How to Create a Program Blueprint for a Grant Application
You can include a Logic Model on your grant application. The Logic Model is a graphic blueprint of the key elements of a proposed program. It looks at inputs, activities, outputs, outcomes, and impacts. If you live and work in the world of grants, avoiding the Logic Model is difficult. Just about every type of funder seems to want you to include a Logic Model in the program design.
Here’s what the columns of your Logic Model graphic should contain:
Inputs: These are the human, financial, and physical resources dedicated to your grant-funded program. These resources include money, staff and staff time, volunteers and volunteer time, facilities, equipment, supplies, and community partners.
Strategies: These are what your program uses to organize the inputs. Using effective strategies helps the program to fulfill its mission. Basically, the funder wants a recap of your goals.

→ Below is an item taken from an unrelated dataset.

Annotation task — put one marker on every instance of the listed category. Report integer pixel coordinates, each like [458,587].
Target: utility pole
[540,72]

Outputs: These are the direct results of your program’s implementation activities. They’re actually written as indicators of productivity. Outputs usually start with the phrase number of and reflect how you’ll quantitatively track your program activities. You can extract output language from your objectives narrative (found earlier in your program design) and from your evaluation narrative as well.

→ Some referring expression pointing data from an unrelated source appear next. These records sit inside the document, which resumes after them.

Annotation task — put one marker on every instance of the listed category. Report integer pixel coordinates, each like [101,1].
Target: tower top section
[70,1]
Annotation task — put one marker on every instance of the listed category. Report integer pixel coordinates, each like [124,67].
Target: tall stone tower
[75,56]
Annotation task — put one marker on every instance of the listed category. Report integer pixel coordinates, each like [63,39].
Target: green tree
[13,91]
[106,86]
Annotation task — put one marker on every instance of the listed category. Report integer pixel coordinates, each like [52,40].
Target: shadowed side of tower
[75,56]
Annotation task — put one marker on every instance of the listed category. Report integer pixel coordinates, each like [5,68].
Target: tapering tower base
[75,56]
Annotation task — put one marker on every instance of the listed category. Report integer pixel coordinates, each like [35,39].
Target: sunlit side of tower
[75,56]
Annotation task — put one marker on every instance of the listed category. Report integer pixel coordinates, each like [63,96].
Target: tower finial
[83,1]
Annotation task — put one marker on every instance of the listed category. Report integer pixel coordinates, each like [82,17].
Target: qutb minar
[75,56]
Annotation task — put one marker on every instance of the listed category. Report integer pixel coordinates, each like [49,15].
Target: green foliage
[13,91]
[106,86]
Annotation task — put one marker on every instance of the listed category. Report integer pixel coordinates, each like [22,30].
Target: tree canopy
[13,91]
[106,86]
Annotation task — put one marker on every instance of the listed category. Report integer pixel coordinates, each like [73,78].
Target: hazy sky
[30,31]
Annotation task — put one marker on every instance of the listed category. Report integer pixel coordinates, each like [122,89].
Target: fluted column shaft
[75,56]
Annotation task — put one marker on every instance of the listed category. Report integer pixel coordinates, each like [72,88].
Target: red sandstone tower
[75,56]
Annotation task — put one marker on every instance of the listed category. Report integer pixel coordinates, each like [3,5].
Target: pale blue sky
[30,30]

Short-, intermediate-, and long-term outcomes: These are the benchmarks or measurements for your target population during and after program activities. For the outcomes, you can simply reuse your SMART objectives. Some funders want to see short-term outcomes (3-month SMART objective measurements), and others want to see intermediate outcomes (6-month SMART objective measurements). All funders want to see long-term outcomes (12 months or longer SMART objective measurements).
Long-term impact or impact statement: Funders want to know what long-term outcomes or impact (changes in systems and processes after the funding is expended) you anticipate for your target population.
Here is the basic structure for the Logic Model with intermediate and long-term SMART objectives. Keep in mind, though, that this is only one example of how funders may instruct you to prepare your Logic Model form.
Illustration by Ryan Sneed
If you have a multiple-year program, you need to have multiple-year Logic Models. Each year’s model should show a set of inputs, activities, outputs, outcomes, and impacts on its own page.
The Logic Model isn’t a process you can pick up overnight. But reviewing the online materials at the W.K. Kellogg website can help with the learning curve. Type “logic model development guide” into the site’s search box and download the W.K. Kellogg Foundation Logic Model Development Guide from the Show All Results menu.